I shared a bit more, “In qigong, we listen for the furthest sound we can hear, as a way to open ourselves to the energy around us. When we are receptive to the Earth and nature, it naturally boosts our health, quiets our thinking, and helps us even feel more connected to the people around us.”

I inhaled both arms overhead, floated them down my front line, brought my feet together, and closed the form. “Do you have any questions?”

They all looked at each other, taking the temperature of who thought what. The man who introduced me was smiling but kept quiet. He was waiting to see what his buddies thought. It seemed the room was split — half seemed interested to hear more, the other half was shaking their head, “No,” with scowls on their face. I got the sense they thought it was all hogwash.

One outspoken man, about in his mid 80’s and was spilling over the folded metal chair in all directions barked, “I think this is all made up. It’s like you’re speaking in tongues. None of what you’re saying makes any sense.” I watched heads bounce up and down in strong agreement, and a rather thick fog of judgment was formed.

I felt my face flush, and energy rose up inside of me. Without much thought, I knew the best thing to do at that moment was to ask a question, “Do you spend any time in nature?” He sat up straighter looking rather defensive and huffed, “I go fishing a couple of times every week.”

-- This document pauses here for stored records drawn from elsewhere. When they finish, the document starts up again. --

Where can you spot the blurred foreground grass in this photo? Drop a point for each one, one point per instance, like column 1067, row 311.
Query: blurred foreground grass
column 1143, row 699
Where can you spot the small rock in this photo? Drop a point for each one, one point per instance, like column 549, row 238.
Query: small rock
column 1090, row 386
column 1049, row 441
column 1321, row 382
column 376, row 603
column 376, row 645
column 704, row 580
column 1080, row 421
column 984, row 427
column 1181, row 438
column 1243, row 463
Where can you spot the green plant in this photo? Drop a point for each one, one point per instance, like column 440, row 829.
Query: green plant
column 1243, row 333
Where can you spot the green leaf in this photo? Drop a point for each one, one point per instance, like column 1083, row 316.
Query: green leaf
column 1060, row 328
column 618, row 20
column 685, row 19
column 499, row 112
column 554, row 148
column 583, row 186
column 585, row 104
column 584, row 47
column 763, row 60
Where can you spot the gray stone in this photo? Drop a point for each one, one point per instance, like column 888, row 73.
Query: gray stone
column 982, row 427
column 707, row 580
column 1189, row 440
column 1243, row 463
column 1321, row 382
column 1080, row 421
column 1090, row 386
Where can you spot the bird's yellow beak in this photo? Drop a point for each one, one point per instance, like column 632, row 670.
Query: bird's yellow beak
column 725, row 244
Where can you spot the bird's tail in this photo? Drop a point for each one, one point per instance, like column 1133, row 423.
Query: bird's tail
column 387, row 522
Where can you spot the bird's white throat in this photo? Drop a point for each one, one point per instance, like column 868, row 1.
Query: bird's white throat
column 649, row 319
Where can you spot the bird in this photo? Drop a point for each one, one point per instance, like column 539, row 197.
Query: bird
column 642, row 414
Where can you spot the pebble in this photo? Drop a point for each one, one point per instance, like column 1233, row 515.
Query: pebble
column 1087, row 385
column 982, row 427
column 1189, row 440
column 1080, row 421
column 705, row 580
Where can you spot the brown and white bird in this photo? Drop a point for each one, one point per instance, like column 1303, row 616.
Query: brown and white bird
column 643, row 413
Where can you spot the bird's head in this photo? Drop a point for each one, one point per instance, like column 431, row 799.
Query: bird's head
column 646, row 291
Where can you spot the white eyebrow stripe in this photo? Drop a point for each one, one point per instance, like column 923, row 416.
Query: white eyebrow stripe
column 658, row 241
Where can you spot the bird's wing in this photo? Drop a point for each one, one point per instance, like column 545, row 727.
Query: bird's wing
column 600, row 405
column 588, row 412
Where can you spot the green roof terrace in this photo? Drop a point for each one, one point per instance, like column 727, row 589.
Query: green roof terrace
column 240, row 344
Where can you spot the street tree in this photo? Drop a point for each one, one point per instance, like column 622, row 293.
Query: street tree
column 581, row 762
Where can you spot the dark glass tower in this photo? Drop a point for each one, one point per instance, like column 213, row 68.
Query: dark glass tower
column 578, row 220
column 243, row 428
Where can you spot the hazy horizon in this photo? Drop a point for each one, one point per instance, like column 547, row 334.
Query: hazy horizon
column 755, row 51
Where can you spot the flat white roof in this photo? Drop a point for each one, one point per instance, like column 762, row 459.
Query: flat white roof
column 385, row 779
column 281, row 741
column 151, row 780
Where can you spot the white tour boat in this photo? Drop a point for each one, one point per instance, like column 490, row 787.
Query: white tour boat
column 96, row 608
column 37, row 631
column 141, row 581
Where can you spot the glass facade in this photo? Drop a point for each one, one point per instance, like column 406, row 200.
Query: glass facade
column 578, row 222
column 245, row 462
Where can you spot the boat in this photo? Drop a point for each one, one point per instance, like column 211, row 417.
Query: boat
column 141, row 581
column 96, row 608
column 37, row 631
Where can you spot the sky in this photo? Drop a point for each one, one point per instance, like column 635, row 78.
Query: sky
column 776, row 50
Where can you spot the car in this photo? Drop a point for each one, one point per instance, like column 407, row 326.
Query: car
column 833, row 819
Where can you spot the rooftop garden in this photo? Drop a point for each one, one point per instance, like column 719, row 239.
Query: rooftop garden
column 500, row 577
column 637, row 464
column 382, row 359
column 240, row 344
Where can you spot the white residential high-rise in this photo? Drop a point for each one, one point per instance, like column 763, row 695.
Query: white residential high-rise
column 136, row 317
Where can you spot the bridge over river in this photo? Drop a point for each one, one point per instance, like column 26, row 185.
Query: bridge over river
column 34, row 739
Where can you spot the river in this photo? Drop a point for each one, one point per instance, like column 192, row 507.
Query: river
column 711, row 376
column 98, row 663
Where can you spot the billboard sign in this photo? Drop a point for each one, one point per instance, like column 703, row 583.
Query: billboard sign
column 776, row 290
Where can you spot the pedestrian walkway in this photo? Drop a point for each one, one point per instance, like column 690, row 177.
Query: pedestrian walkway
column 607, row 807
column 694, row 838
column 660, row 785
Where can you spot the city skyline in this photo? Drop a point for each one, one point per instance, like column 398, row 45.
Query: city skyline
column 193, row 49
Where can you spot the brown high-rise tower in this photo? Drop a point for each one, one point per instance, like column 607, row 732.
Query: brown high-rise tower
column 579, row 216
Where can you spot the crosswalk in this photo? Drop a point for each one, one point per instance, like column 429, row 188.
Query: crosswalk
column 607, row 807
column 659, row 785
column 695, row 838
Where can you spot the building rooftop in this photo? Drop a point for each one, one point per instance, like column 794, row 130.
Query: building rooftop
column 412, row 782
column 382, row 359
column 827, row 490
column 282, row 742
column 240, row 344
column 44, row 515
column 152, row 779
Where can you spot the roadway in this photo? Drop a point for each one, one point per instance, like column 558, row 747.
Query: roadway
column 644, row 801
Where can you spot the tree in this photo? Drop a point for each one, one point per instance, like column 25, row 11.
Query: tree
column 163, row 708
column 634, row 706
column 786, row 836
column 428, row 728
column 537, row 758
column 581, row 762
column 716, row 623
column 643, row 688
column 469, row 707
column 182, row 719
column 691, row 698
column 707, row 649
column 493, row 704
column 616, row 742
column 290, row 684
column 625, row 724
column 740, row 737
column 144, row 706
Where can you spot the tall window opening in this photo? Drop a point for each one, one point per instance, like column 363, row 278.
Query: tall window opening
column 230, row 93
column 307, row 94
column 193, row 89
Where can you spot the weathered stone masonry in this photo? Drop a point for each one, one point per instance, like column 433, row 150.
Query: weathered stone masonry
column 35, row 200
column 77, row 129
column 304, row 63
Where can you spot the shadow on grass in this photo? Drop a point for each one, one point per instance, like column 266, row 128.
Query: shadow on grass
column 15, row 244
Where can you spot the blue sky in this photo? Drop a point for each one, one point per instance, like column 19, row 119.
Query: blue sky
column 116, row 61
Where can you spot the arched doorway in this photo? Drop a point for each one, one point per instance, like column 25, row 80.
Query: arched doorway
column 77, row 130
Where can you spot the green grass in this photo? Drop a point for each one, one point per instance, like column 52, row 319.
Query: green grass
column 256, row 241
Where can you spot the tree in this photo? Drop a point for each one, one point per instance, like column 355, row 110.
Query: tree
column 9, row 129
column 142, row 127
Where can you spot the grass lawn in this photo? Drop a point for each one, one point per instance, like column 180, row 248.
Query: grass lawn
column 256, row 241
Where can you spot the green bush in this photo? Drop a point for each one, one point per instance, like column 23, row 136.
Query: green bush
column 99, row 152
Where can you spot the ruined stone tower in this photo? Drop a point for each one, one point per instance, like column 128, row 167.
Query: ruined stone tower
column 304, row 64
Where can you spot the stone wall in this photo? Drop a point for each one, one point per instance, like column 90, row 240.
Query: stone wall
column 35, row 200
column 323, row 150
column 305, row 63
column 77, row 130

I smiled because I could see the Qi translation I was looking for. With open eyes, and keeping my voice soft I offered,

“You know when you’re on the lake, and you notice how the light, and the water, and the temperature, and the fish beneath the surface are different each and every time you’re out on your boat? And just how subtle that is? That’s kinda what Qigong is. We read the subtle energy in your body, which is right beneath the surface and slightly different each and every day.”

He blinked and just stared at me.

There was a silence in the room that echoed off the arts and craft supplies stacked up against the wall. Then the men in the room kind of all exploded at once — a few chirped up, laughing….“Oh, he’s silent? He’s never silent!” They mocked the fisherman. “OOOOOOOoooooo,” the guy next to him poked him in the ribs with his elbow. “She got him, he’s thinking hard.” “He doesn’t know what to say.” They were all staring at my face now, most with big smiles. Fisherman dude looked down at his hands for a while.

Finally, he looked back up and said, “You know….that makes sense, I know exactly what you mean.”

The men were nodding their head in acknowledgment now, some even stood to shake my hand. I was thanked and as I left the room, I heard someone say, “That was really different.” And another man said, “That was kind of interesting.”

It seemed that even if they didn’t know what I was talking about, watching one of their judgmental buddies crack open a closed mind, it left a ripple… kind of like when a fishing line drops into the water.